Business

SRA officials decry rising retail sugar price

Erwin Nicavera

TWO officials of the Sugar Regulatory Administration (SRA) are suspecting that the rising price of retail sugar are results of price manipulation.

SRA Board Members Roland Beltran and Dino Yulo representing the millers and producers, respectively, said wholesalers and retailers are possibly manipulating the price in the market.

This pronouncement was based on the result of their consultation with the stakeholders over the long weekend.

The officials, in a press statement on Sunday, April 21, said constituents have been complaining that the high cost of retail sugar among public markets and supermarkets that reached P60 per kilogram is “artificial.”

“There are sectors profiting largely from this at the expense of the industry,” the statement said.

Yulo said they have not been remiss in reminding the Department of Trade and Industry (DTI) to do its job and monitor retail prices of sugar.

“At the end of the day, it will be the producers who will be at the receiving end of this problem,” he added.

Beltran, for his part, said mill gate prices of sugar for the past months have been holding steady at P1,450 to P1,500 per 50-kilogram bag.

Beltran said warehouses are filled to the brim with sugar thus, any hike in sugar prices is artificial and being manipulated.

“When retail prices of sugar goes beyond P60 per kilo, that should reflect double the existing mill gate price,” he added.

Yulo also said that they have been directing their eyes on the traders but he thinks that they should now set their eyes on the wholesalers and retailers.

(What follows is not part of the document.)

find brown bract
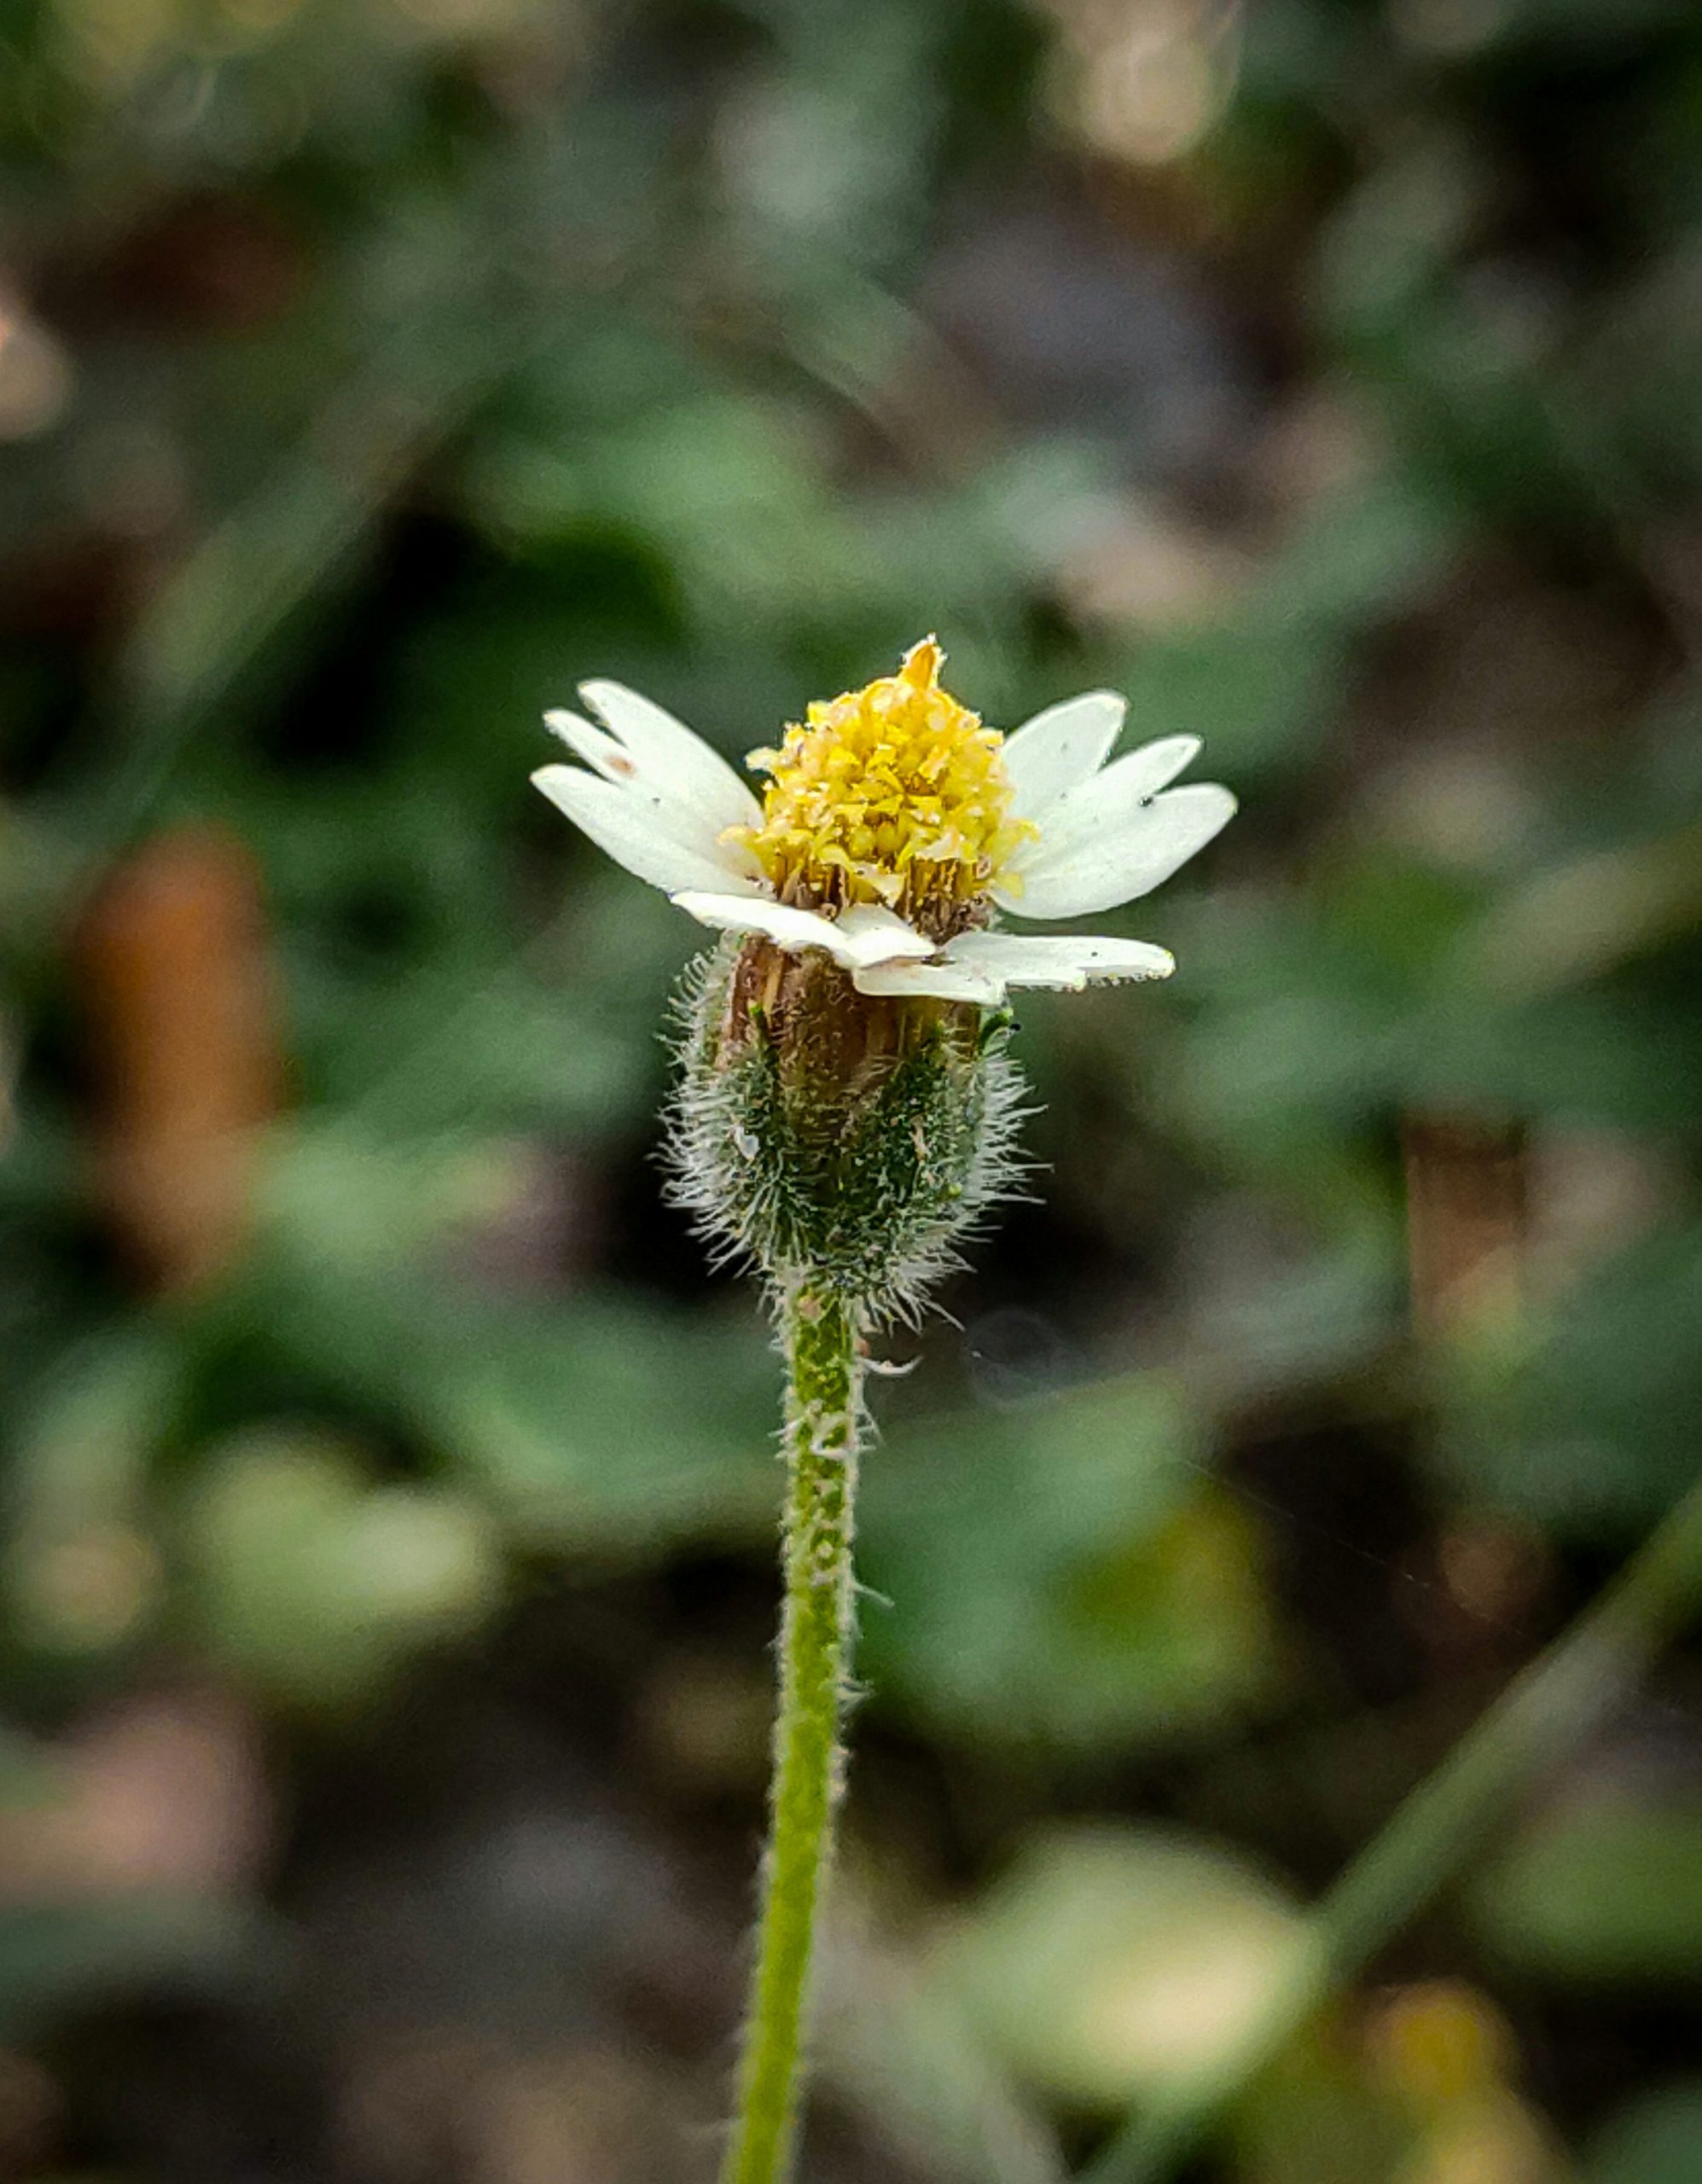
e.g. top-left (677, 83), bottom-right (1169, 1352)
top-left (722, 937), bottom-right (971, 1094)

If indeed there is a problem in the supply chain, it is definitely not coming from the producers and the millers, Yulo pointed out.

“This may be another ploy in setting up a scenario to justify liberalization of sugar importation,” he suspected.

Yulo said Philippine Chamber of Commerce and Industry (PCCI) chairman George Barcelon earlier called for sugar import liberalization despite admitting that importation at this point may flood the market if there is abundant supply of domestic sugar.

For the two SRA officials, this has become a consumer issue and there is obvious profiteering thus, the DTI should take a closer look at the market.

They are having a hard time explaining, particularly to the small farmers who compose over 80 percent of sugar producers, why there is a huge difference between mill gate and retail prices and what is government doing about this.

Yulo said unfortunately, the very agency who is tasked to monitor and ensure that this should not happen is not doing its job.

“At the end of the day, who is being screwed here, the producers and the consumers,” Yulo said, as he expressed hopes that the DTI will not wait for the price to reach P70 per kilogram.